I am not a finitist. There are cardinals for uncountable sets. I was objecting to people who say things like (page 16) “how many worlds there are” is a “non-question”.
This post isn’t about my theories. It should not take an abnormal conceptual effort to reject the proposition that “there are many worlds, but no particular number of them”. It is, on the face of it, illogical, like a round square. It doesn’t express a coherent idea. Should we spend time thinking about the possibility that true things are also false, or that reality is an elephant, or that time is actually running backwards?

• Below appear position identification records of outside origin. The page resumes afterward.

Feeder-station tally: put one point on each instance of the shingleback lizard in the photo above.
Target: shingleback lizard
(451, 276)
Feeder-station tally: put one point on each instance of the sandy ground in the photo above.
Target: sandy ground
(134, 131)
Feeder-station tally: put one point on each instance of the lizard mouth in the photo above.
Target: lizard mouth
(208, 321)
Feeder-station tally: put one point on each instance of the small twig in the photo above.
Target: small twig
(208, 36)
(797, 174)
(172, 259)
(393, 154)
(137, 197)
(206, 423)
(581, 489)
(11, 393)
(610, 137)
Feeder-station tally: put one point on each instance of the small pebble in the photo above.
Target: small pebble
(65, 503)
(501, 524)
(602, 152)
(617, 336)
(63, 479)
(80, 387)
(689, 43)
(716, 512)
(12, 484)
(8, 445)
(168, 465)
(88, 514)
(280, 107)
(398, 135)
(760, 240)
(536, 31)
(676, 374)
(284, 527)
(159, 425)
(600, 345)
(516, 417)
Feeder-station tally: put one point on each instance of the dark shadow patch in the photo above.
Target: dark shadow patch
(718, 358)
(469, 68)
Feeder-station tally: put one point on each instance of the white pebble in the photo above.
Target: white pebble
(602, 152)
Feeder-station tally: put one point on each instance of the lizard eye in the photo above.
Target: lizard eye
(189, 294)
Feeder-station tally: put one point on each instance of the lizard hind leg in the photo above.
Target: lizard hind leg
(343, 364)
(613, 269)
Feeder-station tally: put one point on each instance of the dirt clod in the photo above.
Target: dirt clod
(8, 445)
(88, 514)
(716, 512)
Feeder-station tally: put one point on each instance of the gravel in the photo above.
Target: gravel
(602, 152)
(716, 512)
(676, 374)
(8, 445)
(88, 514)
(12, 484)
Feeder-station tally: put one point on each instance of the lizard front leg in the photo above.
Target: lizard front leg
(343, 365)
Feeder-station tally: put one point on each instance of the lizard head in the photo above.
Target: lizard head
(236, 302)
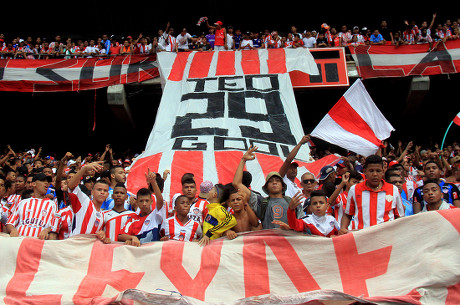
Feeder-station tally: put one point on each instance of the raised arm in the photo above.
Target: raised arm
(152, 184)
(283, 169)
(75, 181)
(238, 178)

Maybe it’s a good cognitive workout to think about such things, and just maybe, on a very rare occasion, nonsense will turn out to be sense. But hopefully you can see my point—that this dispute is on a different level from a dispute over whether it’s reasonable to believe that there are other worlds, ten dimensions, disembodied souls, and other such hypotheses. Those hypotheses may be strange, but they are unquestionably logically well-formed. They have a meaning.
The same can not be said for “no definite number of worlds”. If something exists, it can be counted (or given a cardinality, if it is infinite). The defense of vagueness about branches rests on analogies like the ink blot, but it’s a false analogy, because the ink blot is “created” by perception, by definition, or by a rule. This is why I engaged in my speculative psychoanalysis about the imperial ego of the abstract theorist, who creates a map of reality which remains unfolded before their mind’s eye, and who never gets around to considering whether the correctness of the map is consistent with the fact of their own existence.
The existence of the world (the existence of “a” world, the existence of “this world”) is not a matter of definition, it is an elemental fact, and you can’t treat its existence as resulting from the mere mental projection of a boundary onto an underlying continuum. If your underlying-continuum theory of reality doesn’t contain objectively distinct structures, one of which corresponds to observed reality, then that is a problem for your theory, it’s not a revelation about reality.
In fact I have, but perhaps not recently. This very same reasoning also invalidates various attempts to be vague about the number of selves, or to have fractionally existing selves; but that is another unpopular conclusion (unpopular on LW), and one which perhaps experiences even more resistance than the argument against vagueness about worlds.
This is an interesting discussion, but this claim struck me as odd:
This seems like an open philosophical question. Clearly you are a finitist of some sort, but as far as I know it hasn’t been empirically verified that real numbers don’t exist. Certainly continuous functions are widely employed in physics, but whether all of physics can be cast into a finitist framework is an open question last I checked.
So your assertion above doesn’t seem firmly justified, as uncountable entities could exist. I have no informed opinion as to whether worlds must be countable or can be uncountable. It certainly seems like they ought to be countable, since the total number of particle configurations in the universe at any given moment in time seems finite, but that’s just an uneducated guess.
I am not a finitist. There are cardinals for uncountable sets. I was objecting to people who say things like (page 16) “how many worlds there are” is a “non-question”.